Timeline of Events EDT

2023-06-12 09:48 Duo Site Reliability Engineering (SRE) is informed by customers that they are seeing intermittent authentication failures in our SSO product. SRE begins triage.

2023-06-12 10:26 Duo SRE removes extraneous data from our Redis caching layer to reduce load.

2023-06-12 10:30 Duo SRE rolls out a configuration change to our Redis infrastructure to increase top level performance.

2022-06-12 10:36 Status page updated to: Issue Identified.

2023-06-12 10:58 Duo SRE rolls out an algorithm change intended to reduce overhead per authentication.

2023-06-12 11:01 Duo SRE noticed that all systems appeared to be healthy and authentications were being serviced at 100% again.

2022-06-12 11:05 Status page updated to: Monitoring.

2022-06-12 14:16 Status page updated to: Resolved.

Details

In order to service Authentications for customers using Active Directory, Duo SSO uses the Duo Authentication Proxy to perform LDAP queries. These Authentication Proxies are managed by customers inside their own infrastructure. To accommodate for the lack of insight Duo has into our customers’ local network topology, we implemented a pathing algorithm that would be resilient to various network connectivity issues that may arise. However, we have since learned that this algorithm is costly both for Duo’s infrastructure and the infrastructure managed by our customers.
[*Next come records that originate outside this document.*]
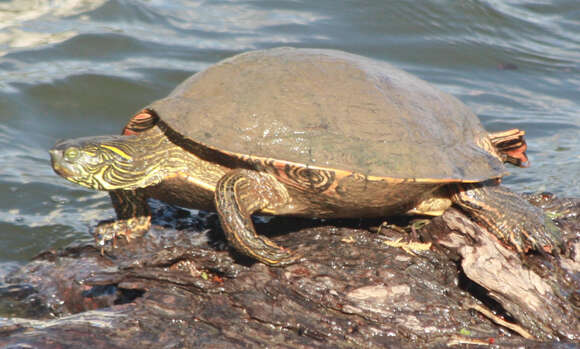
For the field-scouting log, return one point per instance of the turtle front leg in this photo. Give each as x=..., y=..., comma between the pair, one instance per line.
x=133, y=217
x=508, y=216
x=238, y=195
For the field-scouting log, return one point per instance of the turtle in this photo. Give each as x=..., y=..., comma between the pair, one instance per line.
x=310, y=133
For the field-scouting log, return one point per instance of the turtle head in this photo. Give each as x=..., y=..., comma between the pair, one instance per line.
x=101, y=163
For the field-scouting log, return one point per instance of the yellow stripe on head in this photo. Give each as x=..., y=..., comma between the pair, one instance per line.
x=117, y=151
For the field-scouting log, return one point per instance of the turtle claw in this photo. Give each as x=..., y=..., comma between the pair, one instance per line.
x=127, y=228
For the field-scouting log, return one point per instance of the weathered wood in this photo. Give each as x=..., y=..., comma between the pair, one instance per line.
x=176, y=288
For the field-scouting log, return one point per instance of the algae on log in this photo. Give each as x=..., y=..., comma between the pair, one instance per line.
x=177, y=288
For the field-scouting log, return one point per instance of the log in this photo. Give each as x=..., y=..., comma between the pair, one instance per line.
x=180, y=286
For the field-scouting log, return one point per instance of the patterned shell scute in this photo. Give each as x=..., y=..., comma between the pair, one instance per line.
x=331, y=109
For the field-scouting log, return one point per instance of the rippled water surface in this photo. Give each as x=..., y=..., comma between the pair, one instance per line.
x=74, y=68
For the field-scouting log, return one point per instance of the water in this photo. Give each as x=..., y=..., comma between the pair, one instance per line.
x=74, y=68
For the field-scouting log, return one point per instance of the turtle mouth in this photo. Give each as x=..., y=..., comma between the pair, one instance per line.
x=56, y=159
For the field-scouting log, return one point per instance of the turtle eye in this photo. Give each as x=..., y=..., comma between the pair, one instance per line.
x=71, y=154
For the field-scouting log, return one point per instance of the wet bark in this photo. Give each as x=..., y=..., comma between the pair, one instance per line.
x=179, y=286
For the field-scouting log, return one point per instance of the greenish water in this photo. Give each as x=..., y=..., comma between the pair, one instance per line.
x=76, y=68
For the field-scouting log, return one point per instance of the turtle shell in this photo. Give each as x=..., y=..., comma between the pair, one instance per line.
x=331, y=110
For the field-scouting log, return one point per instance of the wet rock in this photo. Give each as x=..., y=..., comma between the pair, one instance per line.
x=354, y=288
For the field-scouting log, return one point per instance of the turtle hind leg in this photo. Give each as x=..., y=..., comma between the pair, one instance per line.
x=509, y=217
x=133, y=217
x=238, y=195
On June 12, 2023 we reached a tipping point where additional authentication load became too much for our infrastructure to handle. This caused intermittent authentication failures for some customers because our processes were too overwhelmed to take on new requests and were also sometimes too slow in responding to active requests.

Resolution

Duo resolved this by implementing several changes:

  1. Horizontal scaling of our servers that perform Active Directory authentications.
  2. Configuration changes to increase the maximum performance of our Redis database.
  3. Clearing out of excess data in our Redis Database.
  4. Rolling out algorithm changes that optimize the authentication path to be less costly.

Recommendations

If you are using Duo SSO with an Active Directory identity provider we highly recommend you run your Authentication Proxies in our suggested High Availability (HA) configuration. You can read more about those recommendations here. These recommendations will make your setup more resilient in times of high load, and could reduce impact to your users in the case of a Duo Service degradation event like this one.

What is Duo doing to prevent this in the future?

  • Duo is continuing to investigate and implement further algorithm changes to increase the performance of Active Directory Authentication path.
  • As a result of this incident, Duo has identified several leading indicators of this type of issue recurring. We will be improving our automated alerting to detect and notify us when these events are occurring.
  • Duo is looking to further expand its Authentication Proxy performance recommendations to cover the SSO use case.

Note: You can find your Duo deployment’s ID and sign up for updates via the StatusPage by following the instructions in this Duo Knowledge Base article.

Posted Jun 16, 2023 - 13:18 EDT

Resolved
We have confirmed that the issues with Duo SSO authentications through the Duo Authentication Proxy are now fully resolved, and will provide an RCA as soon as it is available.
Posted Jun 12, 2023 - 14:16 EDT
Monitoring
Action has been taken to alleviate issues with the Duo SSO authentications through the Authentication Proxy. We are currently monitoring the results.
Posted Jun 12, 2023 - 11:05 EDT
Investigating
We are investigating intermittent issues with Authentication Proxy connections that are needed to service Duo SSO authentications. More updates will be posted shortly.
Posted Jun 12, 2023 - 10:36 EDT
This incident affected: DUO9 (SSO), DUO17 (SSO), DUO22 (SSO), DUO39 (SSO), DUO40 (SSO), DUO42 (SSO), DUO49 (SSO), DUO50 (SSO), DUO52 (SSO), DUO55 (SSO), DUO56 (SSO), DUO58 (SSO), DUO62 (SSO), DUO63 (SSO), DUO64 (SSO), DUO65 (SSO), DUO72 (SSO), and DUO73 (SSO).